Scientists discover critical factor in bone remodeling process

Bones are the living tissue on which the human skeleton is constructed and play a key role in enabling physical movements. The structural integrity of bones has been attributed to bone remodeling-aa highly regulated process of bone formation and bone resorption (dissolving old and damaged bones), driven by osteoblast and osteoclast bone cells, respectively. An impaired bone remodeling process can result in fragile bones and eventually lead to detrimental health conditions such as osteoporosis and joint fractures. Therefore, research into bone remodeling mechanisms has gained the attention of scientists from across the globe.

While several scientific reports have revealed the distinct regulatory mechanisms of osteoclast and osteoblast differentiation, little is known about the common factors that influence the development of both osteoclasts and osteoblasts. To identify novel bone remodeling factors and related mechanisms involved in both osteoclast and osteoblast differentiation, a team of researchers led by Professor Tomoki Nakashima from the Faculty of Dentistry, Institute of Science Tokyo (Science Tokyo), Japan, has conducted a series of advanced genetic experiments in mice and laboratory-grown cells. Their research findings were published in Nature Communications on 02 January 2025.

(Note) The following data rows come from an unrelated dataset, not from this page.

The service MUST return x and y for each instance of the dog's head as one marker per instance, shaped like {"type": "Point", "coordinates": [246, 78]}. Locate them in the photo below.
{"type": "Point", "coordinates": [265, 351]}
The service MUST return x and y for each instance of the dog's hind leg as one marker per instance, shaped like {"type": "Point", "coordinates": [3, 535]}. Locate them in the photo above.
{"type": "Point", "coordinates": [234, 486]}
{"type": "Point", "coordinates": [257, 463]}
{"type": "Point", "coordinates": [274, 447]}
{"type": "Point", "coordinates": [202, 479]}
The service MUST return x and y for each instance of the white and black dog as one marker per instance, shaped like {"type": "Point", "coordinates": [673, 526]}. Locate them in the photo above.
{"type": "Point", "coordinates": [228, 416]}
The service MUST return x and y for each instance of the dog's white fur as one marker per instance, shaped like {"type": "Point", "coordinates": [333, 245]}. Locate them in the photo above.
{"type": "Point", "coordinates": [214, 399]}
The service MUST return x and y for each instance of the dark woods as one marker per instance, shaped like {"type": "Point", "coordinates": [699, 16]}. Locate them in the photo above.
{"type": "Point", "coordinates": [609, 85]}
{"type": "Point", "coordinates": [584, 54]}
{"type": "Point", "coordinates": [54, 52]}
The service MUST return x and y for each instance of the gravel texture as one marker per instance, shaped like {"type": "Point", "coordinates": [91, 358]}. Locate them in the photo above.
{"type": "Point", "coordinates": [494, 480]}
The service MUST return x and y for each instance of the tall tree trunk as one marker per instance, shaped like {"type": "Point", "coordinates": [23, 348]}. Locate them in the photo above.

Sharing key insights from their study, Nakashima explains, "Initially, we carried out in-depth analyses of gene expression patterns of cells derived from mice with specific changes in DNA sequence. The gene expression profile in these cells lacking key transcription factors, which are regulatory proteins that control the transcription of genetic information, showed that the family with sequence similarity 102 member A (Fam102a) gene was central to regulating both osteoclast and osteoblast differentiation."

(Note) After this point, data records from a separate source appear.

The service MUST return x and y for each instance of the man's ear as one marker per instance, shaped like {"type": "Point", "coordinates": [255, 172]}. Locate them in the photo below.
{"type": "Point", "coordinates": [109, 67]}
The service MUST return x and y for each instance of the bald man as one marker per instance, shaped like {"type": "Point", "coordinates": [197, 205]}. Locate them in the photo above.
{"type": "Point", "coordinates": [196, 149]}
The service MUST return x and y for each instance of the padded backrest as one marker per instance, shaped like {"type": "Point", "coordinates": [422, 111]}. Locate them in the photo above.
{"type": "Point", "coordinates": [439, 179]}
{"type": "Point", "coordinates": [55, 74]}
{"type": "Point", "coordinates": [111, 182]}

Following the discovery of Fam102a in regulating both osteoclast and osteoblast differentiation, the researchers shifted their focus to identifying the underlying molecular interactions that drive the bone remodeling process. They found that Fam102a protein enhanced osteoblast differentiation by regulating the expression of Osterix protein via the localization of runt-related transcription factor 2 (Runx2).

Furthermore, Nakashima and co-researchers conducted a variety of genetic experiments in Fam102a-deficient mice to reveal the importance of Fam102a in bone remodeling. They observed that Fam102a promoted the differentiation of both osteoclasts and osteoblasts, and deletion of Fam102a resulted in an osteoporosis-like condition in mice, characterized by low bone volume.

In subsequent experiments, the scientists employed co-immunoprecipitation assay, a biochemistry-based method to identify protein-protein interactions. The analysis revealed significant binding interaction between Fam102a and karyopherin subunit alpha 2 (Kpna2)-a protein that transports molecules across the nuclear membrane. This finding indicated that Fam102a was dependent on Kpna2 for regulating Runx2 activity during the differentiation of osteoblasts.

Additional gene expression analyses of osteoblasts lacking Fam102a revealed that recombination signal binding protein for immunoglobulin κ J region-like (Rbpjl) was the most downregulated transcription factor and confirmed the role of the Fam102a-Rbpjl axis in osteoblast differentiation.

In summary, this study elucidates the mechanisms involved in bone metabolism and advances our understanding of bone remodeling. Nakashima concludes by highlighting the potential applications of the present research, "Our study sheds light on the critical molecular interactions involved in the bone remodeling process and can aid the development of innovative osteoporosis therapies."